3D Generation using Diffusion Models and Neural Rendering

SUPR uses JavaScript for certain functions. We cannot guarantee that you will be able to use the system with JavaScript disabled.

Dnr:

NAISS 2025/22-1666

Type:

NAISS Small Compute

Principal Investigator:

David Nilsson

Affiliation:

Chalmers tekniska högskola

Start Date:

2025-12-08

End Date:

2026-02-01

Primary Classification:

10207: Computer graphics and computer vision (System engineering aspects at 20208)

Webpage:

Allocation

Mimer at C3SE: 500 GiB
Alvis at C3SE: 250 GPU-h/month

Abstract

Recent advances in diffusion models can be used to render realistic videos.
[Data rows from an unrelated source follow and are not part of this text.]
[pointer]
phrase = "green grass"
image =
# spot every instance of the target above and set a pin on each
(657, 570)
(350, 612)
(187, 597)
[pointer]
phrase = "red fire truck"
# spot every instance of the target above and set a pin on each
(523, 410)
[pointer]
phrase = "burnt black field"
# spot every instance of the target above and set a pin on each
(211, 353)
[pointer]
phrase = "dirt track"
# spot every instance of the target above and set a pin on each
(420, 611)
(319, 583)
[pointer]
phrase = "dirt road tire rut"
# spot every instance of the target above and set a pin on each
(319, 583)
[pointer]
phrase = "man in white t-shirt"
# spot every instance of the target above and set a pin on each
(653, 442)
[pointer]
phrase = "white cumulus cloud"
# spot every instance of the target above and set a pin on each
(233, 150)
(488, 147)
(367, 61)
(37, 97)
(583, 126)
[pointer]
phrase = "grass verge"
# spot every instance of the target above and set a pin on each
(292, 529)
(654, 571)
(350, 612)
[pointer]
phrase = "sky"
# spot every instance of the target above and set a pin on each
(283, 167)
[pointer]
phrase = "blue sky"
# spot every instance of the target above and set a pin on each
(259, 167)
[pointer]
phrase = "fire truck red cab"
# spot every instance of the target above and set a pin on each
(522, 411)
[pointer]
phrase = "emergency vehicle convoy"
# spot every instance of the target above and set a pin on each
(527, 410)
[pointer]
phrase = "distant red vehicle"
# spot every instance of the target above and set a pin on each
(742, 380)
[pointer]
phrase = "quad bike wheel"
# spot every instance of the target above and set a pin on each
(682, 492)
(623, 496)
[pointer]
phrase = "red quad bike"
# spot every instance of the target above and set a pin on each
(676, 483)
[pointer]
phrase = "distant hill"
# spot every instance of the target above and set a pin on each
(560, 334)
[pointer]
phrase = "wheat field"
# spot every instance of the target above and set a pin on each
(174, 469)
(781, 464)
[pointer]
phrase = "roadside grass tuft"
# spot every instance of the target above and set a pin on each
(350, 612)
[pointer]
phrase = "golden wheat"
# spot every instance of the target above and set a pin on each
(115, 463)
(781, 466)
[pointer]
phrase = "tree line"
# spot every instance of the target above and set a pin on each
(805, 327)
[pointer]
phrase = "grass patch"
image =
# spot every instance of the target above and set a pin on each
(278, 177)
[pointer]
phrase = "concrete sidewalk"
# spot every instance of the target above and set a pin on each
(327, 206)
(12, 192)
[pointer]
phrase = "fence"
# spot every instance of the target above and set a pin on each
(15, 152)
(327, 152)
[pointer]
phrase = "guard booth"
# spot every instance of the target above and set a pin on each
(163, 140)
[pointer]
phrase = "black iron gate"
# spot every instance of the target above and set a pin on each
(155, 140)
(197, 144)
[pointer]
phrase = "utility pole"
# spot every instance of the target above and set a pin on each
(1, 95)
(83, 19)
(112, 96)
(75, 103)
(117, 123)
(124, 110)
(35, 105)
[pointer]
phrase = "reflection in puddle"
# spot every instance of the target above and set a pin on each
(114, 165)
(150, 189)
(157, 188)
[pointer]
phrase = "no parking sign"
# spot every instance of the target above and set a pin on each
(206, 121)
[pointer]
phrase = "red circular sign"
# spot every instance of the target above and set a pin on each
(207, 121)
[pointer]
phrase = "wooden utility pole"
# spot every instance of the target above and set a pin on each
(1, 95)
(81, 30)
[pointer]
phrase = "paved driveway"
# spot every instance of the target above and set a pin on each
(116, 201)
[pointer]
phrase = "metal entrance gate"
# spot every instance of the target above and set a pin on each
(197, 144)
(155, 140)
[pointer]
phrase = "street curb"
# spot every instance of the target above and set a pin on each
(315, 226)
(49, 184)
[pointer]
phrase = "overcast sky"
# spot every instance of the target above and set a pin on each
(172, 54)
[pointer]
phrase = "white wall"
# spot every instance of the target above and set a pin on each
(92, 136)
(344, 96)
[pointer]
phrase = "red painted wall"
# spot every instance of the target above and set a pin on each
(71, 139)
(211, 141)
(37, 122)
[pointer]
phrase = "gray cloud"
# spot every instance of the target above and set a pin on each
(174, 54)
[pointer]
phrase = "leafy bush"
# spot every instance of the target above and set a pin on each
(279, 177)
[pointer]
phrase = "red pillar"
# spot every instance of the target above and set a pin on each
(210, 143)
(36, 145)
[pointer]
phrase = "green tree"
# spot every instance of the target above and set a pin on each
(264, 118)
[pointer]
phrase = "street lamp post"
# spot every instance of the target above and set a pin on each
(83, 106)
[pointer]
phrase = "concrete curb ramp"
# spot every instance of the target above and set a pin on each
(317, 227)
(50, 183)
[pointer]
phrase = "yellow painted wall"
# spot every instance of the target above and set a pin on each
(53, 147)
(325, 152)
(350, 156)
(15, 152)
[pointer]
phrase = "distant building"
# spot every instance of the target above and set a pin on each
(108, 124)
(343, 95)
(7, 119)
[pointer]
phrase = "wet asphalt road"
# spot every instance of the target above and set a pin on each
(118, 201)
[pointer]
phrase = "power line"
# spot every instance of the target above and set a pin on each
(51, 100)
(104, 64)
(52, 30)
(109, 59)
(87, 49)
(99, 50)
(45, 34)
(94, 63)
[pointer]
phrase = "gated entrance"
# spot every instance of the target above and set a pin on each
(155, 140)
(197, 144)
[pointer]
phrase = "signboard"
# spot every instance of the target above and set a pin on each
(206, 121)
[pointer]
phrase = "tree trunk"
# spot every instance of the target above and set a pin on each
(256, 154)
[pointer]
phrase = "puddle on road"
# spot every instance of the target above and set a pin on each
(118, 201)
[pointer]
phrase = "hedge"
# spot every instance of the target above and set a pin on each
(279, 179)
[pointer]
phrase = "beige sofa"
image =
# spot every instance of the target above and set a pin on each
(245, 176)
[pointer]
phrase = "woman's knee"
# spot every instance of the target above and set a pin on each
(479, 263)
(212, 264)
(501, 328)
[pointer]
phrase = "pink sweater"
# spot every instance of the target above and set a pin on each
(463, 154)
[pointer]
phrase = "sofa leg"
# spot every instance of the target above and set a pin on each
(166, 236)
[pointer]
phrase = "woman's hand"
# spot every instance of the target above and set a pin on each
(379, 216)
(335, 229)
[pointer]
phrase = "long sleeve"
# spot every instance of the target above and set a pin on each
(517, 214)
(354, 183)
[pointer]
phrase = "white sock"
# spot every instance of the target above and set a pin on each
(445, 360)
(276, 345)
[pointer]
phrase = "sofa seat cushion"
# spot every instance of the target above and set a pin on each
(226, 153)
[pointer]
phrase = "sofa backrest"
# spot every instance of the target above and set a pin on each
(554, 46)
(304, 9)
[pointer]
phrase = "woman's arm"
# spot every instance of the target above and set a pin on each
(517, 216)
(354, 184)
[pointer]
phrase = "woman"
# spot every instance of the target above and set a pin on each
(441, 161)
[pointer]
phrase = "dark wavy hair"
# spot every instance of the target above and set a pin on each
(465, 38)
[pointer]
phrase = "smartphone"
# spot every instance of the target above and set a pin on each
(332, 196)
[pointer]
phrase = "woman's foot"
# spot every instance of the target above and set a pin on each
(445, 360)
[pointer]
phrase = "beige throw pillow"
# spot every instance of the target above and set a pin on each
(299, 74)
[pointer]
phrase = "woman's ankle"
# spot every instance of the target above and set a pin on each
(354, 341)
However, upon closer inspection it is common that such rendered videos contain artifacts such as appearing and disappearing scene content, and there can be significant deformations of parts of the scene that are supposed to be static. Furthermore, there are challenges in precisely controlling the viewpoint and camera motion of the video. In this project I will attempt to modify the video diffusion sampling in such a way that the rendered video is grounded to a 3D model of the scene. This is done by iteratively fitting a 3D model according to the current sample of the diffusion model, as well as using the 3D model as a guidance signal to steer the diffusion sample in the direction towards the space of renders from a correct 3D scene. The method is training-free and does not require fine-tuning a diffusion model. The method will be evaluated on the tanks-and-temples dataset using various baseline video diffusion models.